When the bank opened on June 13, 1831, Little served as its first cashier—a role he had to take initially without an agreed salary. His tenure as cashier was short; in April 1832, Elihu Baker succeeded him. The directors voted Little $500 for his year of service in organizing the bank. A few years later, Little succeeded Schenck as president, a post he held until 1843, when William Herbert took over and served until Asbury Fountain began his long tenure in 1847.

Little’s influence extended far beyond banking. As a Democratic state senator representing Monmouth County, he sponsored the 1865 referendum that changed the village’s name from Middletown Point to Matawan. He later helped secure the railroad charters and bridge financing that connected the New Jersey shore to the regional rail network. The bank’s attorney, William Dayton, would go on to a distinguished career as a U.S. senator, the first Republican vice-presidential nominee in 1856, and ambassador to France during the Civil War.

Farmers Merchants LetterThe bank’s official letterhead, dated 1956, declaring it “Organized 1830 — Oldest Bank in Monmouth County.” The institution Schenck and Little founded operated under variations of this same name for 141 years.

A Lasting Partnership

The combination of Schenck’s standing among the county’s farmers and Little’s connections among its merchants and political leaders gave the new institution credibility in both directions. The bank they founded weathered the panics of 1837, 1857, 1873, and 1893—often when neighboring institutions did not. It eventually trained a generation of bankers who founded financial institutions across Monmouth and Middlesex counties and beyond.

Their two names—the farmer’s and the merchant’s—are preserved in the bank’s very title: the Farmers’ and Merchants’ Bank.

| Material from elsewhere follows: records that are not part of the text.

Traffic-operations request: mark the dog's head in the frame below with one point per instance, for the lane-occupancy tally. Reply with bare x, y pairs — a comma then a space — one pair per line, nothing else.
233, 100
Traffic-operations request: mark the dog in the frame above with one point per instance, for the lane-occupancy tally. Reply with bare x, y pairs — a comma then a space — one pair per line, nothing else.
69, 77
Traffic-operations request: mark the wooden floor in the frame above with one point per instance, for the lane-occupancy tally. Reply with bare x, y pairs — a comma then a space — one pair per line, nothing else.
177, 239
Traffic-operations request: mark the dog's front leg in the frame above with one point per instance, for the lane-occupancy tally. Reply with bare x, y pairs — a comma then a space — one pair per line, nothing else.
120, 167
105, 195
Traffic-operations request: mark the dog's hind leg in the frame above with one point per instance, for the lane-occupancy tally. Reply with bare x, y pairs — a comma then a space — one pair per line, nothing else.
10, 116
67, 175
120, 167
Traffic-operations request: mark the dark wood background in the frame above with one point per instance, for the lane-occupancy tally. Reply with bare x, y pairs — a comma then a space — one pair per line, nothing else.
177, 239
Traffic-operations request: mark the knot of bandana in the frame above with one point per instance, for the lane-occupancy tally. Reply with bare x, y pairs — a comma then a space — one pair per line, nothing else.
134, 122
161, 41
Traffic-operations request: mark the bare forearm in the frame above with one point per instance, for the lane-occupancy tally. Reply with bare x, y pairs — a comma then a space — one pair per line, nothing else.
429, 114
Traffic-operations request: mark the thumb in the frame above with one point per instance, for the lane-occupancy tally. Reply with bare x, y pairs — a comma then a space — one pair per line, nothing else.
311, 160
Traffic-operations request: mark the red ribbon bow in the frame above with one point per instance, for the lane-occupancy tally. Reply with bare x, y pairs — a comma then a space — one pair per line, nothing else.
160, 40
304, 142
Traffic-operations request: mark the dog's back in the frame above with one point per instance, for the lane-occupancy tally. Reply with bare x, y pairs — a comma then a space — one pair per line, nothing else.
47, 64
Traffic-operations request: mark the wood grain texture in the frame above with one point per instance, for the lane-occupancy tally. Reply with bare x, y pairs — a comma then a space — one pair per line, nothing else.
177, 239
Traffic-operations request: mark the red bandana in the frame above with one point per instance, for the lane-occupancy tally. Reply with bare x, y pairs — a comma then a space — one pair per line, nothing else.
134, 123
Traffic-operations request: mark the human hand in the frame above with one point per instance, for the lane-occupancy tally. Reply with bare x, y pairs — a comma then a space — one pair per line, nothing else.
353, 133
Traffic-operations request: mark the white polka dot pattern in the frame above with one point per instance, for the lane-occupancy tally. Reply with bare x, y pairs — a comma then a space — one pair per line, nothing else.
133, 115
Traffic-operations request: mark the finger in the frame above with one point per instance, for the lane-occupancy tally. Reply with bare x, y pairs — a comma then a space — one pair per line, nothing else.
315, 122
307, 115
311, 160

It was a fitting acknowledgment of the partnership that brought it into being, and of the two communities, agricultural and commercial, that the bank was created to serve.

Sources

Matawan Journal, May 11, 1911 (Winsor address); Matawan Journal, May 12, 1955 commemorative history; The Farmers & Merchants National Bank brochure (1957); Monmouth Democrat, January 11, 1855; Matawan Historical Society institutional records.